Of course, you could pay someone to do your transfer for you. Some companies that advertise film-to-video transfers use a rear-projection process much like we’ve just described. Hiring a pro who uses this film to video transfer system does have its advantages in terms of experience and convenience, but you aren’t likely to get any higher-quality results.

Send It Out
It’s almost impossible to completely eliminate flicker without using additional technology. It’s a matter of finding a way to compensate for the difference between the frame rate of film (typically 18 or 24 fps) and that of video (30 fps). It’s this difference that causes flicker. There are companies out there, sprouting up like mushrooms really, that can do a more precise film to video transfer, scanning your footage frame-by-frame using a special machine that stops the film momentarily while a camcorder records. The camcorder is usually a professional model, but it is largely not unlike the one you own. The cost for this service is roughly $15 to $50 per hour, but the quality is very good. The service often includes film cleaning. Some companies will transfer your movies to videotape. Others, like YesVideo, will transfer them straight to DVD with menus and packaging already made.

Armed with what you’ve learned here, you should be able to find a good one. Browse their Websites, read their literature and, by all means, give the company a call. Ask them about their process. Do they just shoot a rear projection? You could do that yourself, after all. Ask them what kind of camcorder they are using. This is becoming a big and competitive business, so you should be able to find personalized service at a reasonable rate.

How to Transfer Video Tape to DVD
Whether you’ve transferred your film to tape yourself, or had it done by a professional, you may now want to get it from tape to DVD. If you didn’t use a service that makes DVDs for you, you may want to attempt this step yourself also.

You’ll need either a freestanding DVD recorder or a DVD-recordable drive in your computer. With the former, you can typically send your video from your camcorder to the DVD recorder by way of a FireWire jack. The DVD recorder will do the rest, including making a simple DVD menu.

To do the job with a computer, you’ll also need simple DVD authoring software. Some software products automate almost the whole process, making it almost as simple for you as the DVD recorders do. Others will allow you some creative freedom in the design of menus, backgrounds and buttons. Once you have created these in your software, you will encode the whole project for DVD and burn it to a blank disc.

Do it yourself Film to Video Transfer or use a pro?
Remember, every day that passes your 8mm and Super8 film fades a bit. And with every trip it makes through the hot projector it risks serious damage. If you are on a tight budget, you might as well try to do it yourself, provided your film is in relatively good condition. You are going to be hard pressed to beat the quality of professional film to video transfer services, however. And if your films are in rough shape, the repair and reconditioning that a service offers may extend the life of the source footage, in addition to making video copies. Perhaps the best route is to try one reel yourself and send another one out as a test. It’s definitely more than a question of money and convenience, however, so it is worth it to do it the right way once and for all.
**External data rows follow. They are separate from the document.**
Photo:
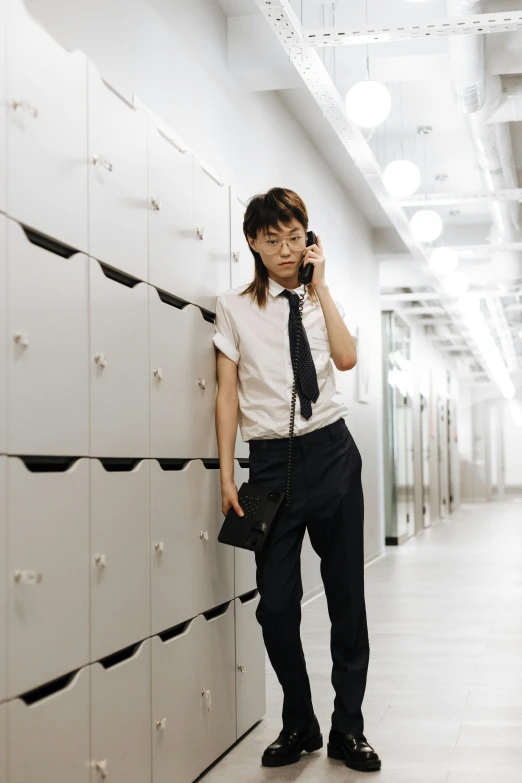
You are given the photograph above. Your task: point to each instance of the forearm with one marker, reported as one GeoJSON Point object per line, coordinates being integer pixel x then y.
{"type": "Point", "coordinates": [226, 431]}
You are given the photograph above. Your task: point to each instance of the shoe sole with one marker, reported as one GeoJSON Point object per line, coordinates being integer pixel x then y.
{"type": "Point", "coordinates": [311, 745]}
{"type": "Point", "coordinates": [360, 766]}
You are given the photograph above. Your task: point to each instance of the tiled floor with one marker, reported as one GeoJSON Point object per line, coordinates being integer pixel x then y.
{"type": "Point", "coordinates": [443, 702]}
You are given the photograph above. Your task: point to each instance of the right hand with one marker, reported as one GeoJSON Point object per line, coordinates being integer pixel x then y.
{"type": "Point", "coordinates": [229, 499]}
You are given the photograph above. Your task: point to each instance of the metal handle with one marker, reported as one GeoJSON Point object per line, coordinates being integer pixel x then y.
{"type": "Point", "coordinates": [96, 159]}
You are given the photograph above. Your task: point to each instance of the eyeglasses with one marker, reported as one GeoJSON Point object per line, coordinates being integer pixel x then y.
{"type": "Point", "coordinates": [296, 242]}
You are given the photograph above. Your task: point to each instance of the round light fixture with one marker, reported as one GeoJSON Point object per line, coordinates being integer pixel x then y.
{"type": "Point", "coordinates": [443, 260]}
{"type": "Point", "coordinates": [368, 103]}
{"type": "Point", "coordinates": [401, 178]}
{"type": "Point", "coordinates": [426, 225]}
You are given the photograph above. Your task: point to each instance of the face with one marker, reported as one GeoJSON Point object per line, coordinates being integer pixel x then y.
{"type": "Point", "coordinates": [284, 264]}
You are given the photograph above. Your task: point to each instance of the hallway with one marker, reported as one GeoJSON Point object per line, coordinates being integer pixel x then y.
{"type": "Point", "coordinates": [443, 702]}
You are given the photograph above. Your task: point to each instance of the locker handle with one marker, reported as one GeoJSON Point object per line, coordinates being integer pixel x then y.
{"type": "Point", "coordinates": [21, 340]}
{"type": "Point", "coordinates": [102, 161]}
{"type": "Point", "coordinates": [208, 698]}
{"type": "Point", "coordinates": [25, 107]}
{"type": "Point", "coordinates": [28, 577]}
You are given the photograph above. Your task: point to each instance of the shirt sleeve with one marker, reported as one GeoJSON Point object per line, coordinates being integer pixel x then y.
{"type": "Point", "coordinates": [225, 338]}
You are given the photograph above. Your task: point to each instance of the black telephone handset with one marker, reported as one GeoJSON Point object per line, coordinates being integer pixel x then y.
{"type": "Point", "coordinates": [305, 273]}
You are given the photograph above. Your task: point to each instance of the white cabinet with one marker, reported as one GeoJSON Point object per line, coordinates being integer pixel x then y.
{"type": "Point", "coordinates": [182, 381]}
{"type": "Point", "coordinates": [193, 697]}
{"type": "Point", "coordinates": [49, 738]}
{"type": "Point", "coordinates": [210, 263]}
{"type": "Point", "coordinates": [121, 718]}
{"type": "Point", "coordinates": [172, 233]}
{"type": "Point", "coordinates": [119, 360]}
{"type": "Point", "coordinates": [3, 334]}
{"type": "Point", "coordinates": [191, 571]}
{"type": "Point", "coordinates": [242, 271]}
{"type": "Point", "coordinates": [245, 562]}
{"type": "Point", "coordinates": [48, 371]}
{"type": "Point", "coordinates": [47, 573]}
{"type": "Point", "coordinates": [119, 557]}
{"type": "Point", "coordinates": [46, 131]}
{"type": "Point", "coordinates": [117, 144]}
{"type": "Point", "coordinates": [250, 666]}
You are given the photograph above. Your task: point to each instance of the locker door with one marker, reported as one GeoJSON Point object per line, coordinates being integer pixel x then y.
{"type": "Point", "coordinates": [218, 684]}
{"type": "Point", "coordinates": [172, 236]}
{"type": "Point", "coordinates": [46, 131]}
{"type": "Point", "coordinates": [121, 718]}
{"type": "Point", "coordinates": [48, 370]}
{"type": "Point", "coordinates": [119, 557]}
{"type": "Point", "coordinates": [210, 266]}
{"type": "Point", "coordinates": [182, 381]}
{"type": "Point", "coordinates": [245, 562]}
{"type": "Point", "coordinates": [3, 334]}
{"type": "Point", "coordinates": [3, 580]}
{"type": "Point", "coordinates": [191, 571]}
{"type": "Point", "coordinates": [179, 752]}
{"type": "Point", "coordinates": [49, 737]}
{"type": "Point", "coordinates": [48, 572]}
{"type": "Point", "coordinates": [250, 666]}
{"type": "Point", "coordinates": [119, 360]}
{"type": "Point", "coordinates": [117, 179]}
{"type": "Point", "coordinates": [242, 267]}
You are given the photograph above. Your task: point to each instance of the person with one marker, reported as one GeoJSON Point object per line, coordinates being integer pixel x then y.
{"type": "Point", "coordinates": [255, 380]}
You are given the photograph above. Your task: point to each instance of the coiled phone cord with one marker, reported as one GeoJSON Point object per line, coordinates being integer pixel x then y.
{"type": "Point", "coordinates": [294, 393]}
Garret Maynard is a professional videographer.

[Sidebar: Caution]
You may have films that are far more than just the sentimental kind. What do you do if you want to preserve your footage of a WW2 tank deployment or a battleship attack from the Vietnam conflict or footage of a presidential visit to your hometown? It’s best to seek the advice of a film archivist or lab technician. If you can afford it, employ the folks at a transfer house: they can make you the ultimate transfer.

[Sidebar: Dub or Transfer]
We should make a distinction between a dub and a transfer. A dub is the copying of the images on to the same medium, VHS to VHS. A transfer is copying the images on to a different medium, VHS to DVD or 8mm film to DVD.